Hello all! Hope you are enjoying fall - I sure am💗😍😊
Over the weekend I got to go do something I always "think" about doing in the fall, but never seem to get around to it - I went "tromping in the woods". Most of the family (the baby is away at Purdue) went to Lincoln State Park and the Lincoln Boyhood National Memorial.
We hiked through the woods, around the lake, climbed up the fire tower, and visited various landmarks of President Lincoln's childhood. It was great! Then we went to Denny's and I had pumpkin pecan pancakes - what a day!!
You can't be in nature and not marvel at God's creation, but what really got me thinking - God Works in Mysterious Ways - was thinking about the past.
We walked around the Lincoln's original cabin site, the farm, and down to the spring where they drew their water. Walking ancient paths you can't help but put yourself into their shoes. What would it have been like to be them? How would our family have lived if we were living in those times? What would daily life be like?
As we saw where the Lincolns had to walk to draw their daily water I commented to our daughter, "that would have been your job" and her older brother laughed - he didn't think she'd have been able to do that.
That got me thinking, isn't it amazing how God works! I told my husband that if we had lived in the 1800's our daughter, Bailey, probably wouldn't have been alive to carry the water...
When I as pregnant with our oldest child, Tyler, I was put on bedrest because of my elevated blood pressure and puffiness (I looked like the Pillsbury Dough Boy!!). I never developed full blown preeclampsia, but would I have survived the delivery back in those days? Only God knows that!
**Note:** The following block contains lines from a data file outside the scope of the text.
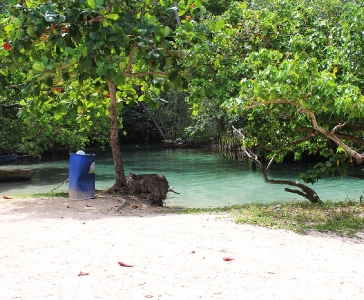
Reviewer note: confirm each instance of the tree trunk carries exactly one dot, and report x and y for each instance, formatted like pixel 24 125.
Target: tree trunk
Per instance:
pixel 120 179
pixel 305 191
pixel 163 135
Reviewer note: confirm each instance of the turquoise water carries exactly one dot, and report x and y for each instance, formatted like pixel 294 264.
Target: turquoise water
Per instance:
pixel 202 178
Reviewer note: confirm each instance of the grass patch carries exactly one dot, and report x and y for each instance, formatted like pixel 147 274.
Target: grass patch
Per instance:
pixel 344 218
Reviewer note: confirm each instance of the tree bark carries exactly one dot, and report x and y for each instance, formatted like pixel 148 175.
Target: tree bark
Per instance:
pixel 164 136
pixel 304 191
pixel 120 179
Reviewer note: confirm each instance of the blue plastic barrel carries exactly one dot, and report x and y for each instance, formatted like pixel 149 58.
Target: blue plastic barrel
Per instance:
pixel 81 176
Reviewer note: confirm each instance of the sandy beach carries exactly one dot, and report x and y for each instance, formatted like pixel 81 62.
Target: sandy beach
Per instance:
pixel 46 243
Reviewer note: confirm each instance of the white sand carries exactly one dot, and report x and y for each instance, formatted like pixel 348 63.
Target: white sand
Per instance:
pixel 44 245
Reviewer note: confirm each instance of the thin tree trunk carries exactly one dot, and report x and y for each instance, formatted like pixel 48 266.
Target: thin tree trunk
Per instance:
pixel 164 136
pixel 176 13
pixel 304 191
pixel 120 182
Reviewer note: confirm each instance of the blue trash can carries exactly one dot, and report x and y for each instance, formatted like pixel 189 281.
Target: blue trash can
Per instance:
pixel 81 176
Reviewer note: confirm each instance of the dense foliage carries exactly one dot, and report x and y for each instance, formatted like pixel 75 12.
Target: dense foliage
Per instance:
pixel 292 69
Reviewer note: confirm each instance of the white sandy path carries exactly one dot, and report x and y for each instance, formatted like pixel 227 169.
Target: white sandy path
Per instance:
pixel 42 251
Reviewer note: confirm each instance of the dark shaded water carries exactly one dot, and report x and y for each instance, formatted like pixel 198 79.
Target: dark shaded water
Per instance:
pixel 202 178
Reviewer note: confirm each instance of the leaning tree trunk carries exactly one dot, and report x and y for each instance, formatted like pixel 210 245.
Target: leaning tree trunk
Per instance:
pixel 304 191
pixel 120 179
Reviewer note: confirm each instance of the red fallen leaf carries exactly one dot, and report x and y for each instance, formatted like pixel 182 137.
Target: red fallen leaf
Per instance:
pixel 227 258
pixel 7 46
pixel 123 265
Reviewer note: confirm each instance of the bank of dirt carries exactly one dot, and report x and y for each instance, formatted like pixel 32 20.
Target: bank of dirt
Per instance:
pixel 46 243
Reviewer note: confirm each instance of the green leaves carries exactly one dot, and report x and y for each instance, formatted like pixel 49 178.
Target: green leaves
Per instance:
pixel 112 16
pixel 39 66
pixel 173 75
pixel 119 79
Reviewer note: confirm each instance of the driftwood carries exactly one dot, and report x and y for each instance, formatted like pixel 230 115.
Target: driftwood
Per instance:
pixel 7 175
pixel 151 187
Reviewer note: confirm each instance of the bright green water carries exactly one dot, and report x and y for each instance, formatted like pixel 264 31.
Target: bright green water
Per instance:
pixel 202 178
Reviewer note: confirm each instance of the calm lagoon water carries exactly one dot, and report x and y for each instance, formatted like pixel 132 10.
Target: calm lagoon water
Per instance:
pixel 202 178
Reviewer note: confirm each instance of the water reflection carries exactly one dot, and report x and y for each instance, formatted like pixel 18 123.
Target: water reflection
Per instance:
pixel 202 178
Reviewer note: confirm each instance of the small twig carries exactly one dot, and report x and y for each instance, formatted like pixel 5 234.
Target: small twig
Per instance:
pixel 173 191
pixel 121 206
And even if I did survive, Bailey (my 2nd born) most likely wouldn't have survived her first week. She was very little when she was born and did not have the fat reserves needed to keep her going - she used more energy trying to breastfeed than she was getting! Her first night she stopped breathing. Thank God she was in the nursery where they noticed and got her breathing again! But in the 1800's that wouldn't have happened. She was also hospitalized for jaundice and even with supplemental feedings she didn't gain any weight for a few weeks. So there's no way she would have been the one carrying the water for us if we had lived in the 1800's.
But here in the 2000's she's alive and healthy! A college graduate still looking for a job whose household chores consist of emptying the dishwasher and walking down the lane to get the mail! 😂 But that's just for now, she has great things in her future.
This makes me think of one of my favorite verses, Jeremiah 29:11 "For I know the plans I have for you, declares the Lord, plans to prosper you and not to harm you, plans to give you hope and a future."
Bailey might be an Esther - born "for a time such as this" - because God has a plan for her! That's why we're here in this time period where modern medicine could keep us both alive so we can fulfill what God has planned for us!